The problem is that then HaRe cannot refactor itself, in the sense that if something is renamed in the main library code it will not be renamed in the tests at the same time.

The correct solution is to manage the calculation of the module graph to include the lib dependencies on all the assorted test and exe portions too.

Lysxia commented 7 years ago

This time can also be halved by adding HaRe as a dependency to the exe.

Isn't it already?

I hadn't thought about HaRe refactoring itself, what you say makes sense.

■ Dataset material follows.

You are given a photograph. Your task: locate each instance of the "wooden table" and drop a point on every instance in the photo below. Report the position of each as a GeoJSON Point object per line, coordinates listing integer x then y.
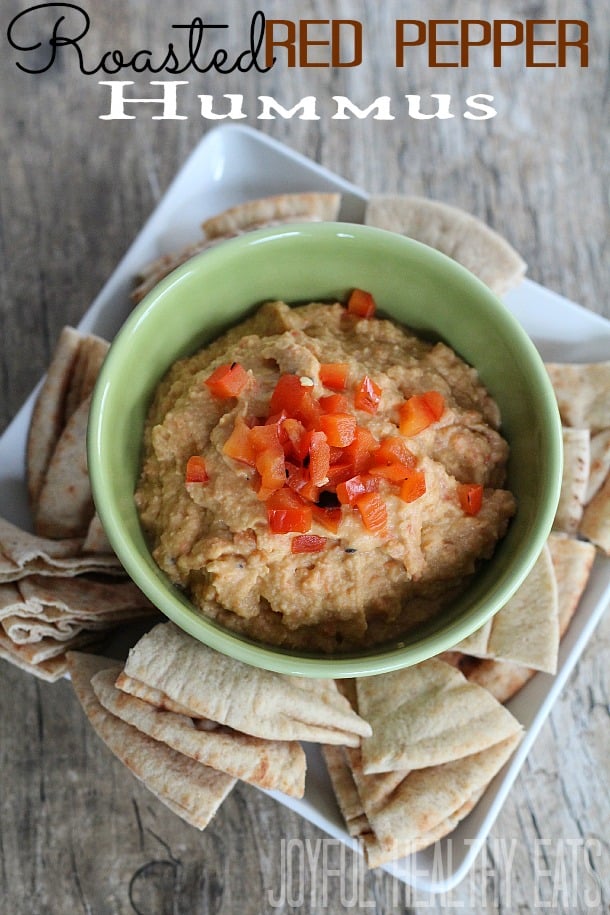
{"type": "Point", "coordinates": [77, 832]}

alanz commented 7 years ago

Hmm. Good point. Will have to check why it builds twice then. You can see the leftover commented dependencies for the tests for when it is not included as a library.

Lysxia commented 7 years ago

The reason is what I was trying to explain. To build the executable, which imports Language.Haskell.Refact.HaRe for instance, the compiler currently finds the file Language/Haskell/Refact/HaRe.hs under the same directory, and compiles it as an independent module not part of any library. On the other hand, if the executable were in a separate directory, it would find no file matching the module name it is looking for, then search in the visible libraries, and use the already compiled module (as it should).

alanz commented 7 years ago

ok, that makes sense.

On Sun, Oct 23, 2016 at 8:25 PM, Xia Li-yao notifications@github.com wrote:

The reason is what I was trying to explain. To build the executable, which imports Language.Haskell.Refact.HaRe for instance, the compiler currently finds the file Language/Haskell/Refact/HaRe.hs under the same directory, and compiles it as an independent module not part of any library. On the other hand, if the executable were in a separate directory, it would find no file matching the module name it is looking for, then search in the visible libraries, and use the already compiled module (as it should).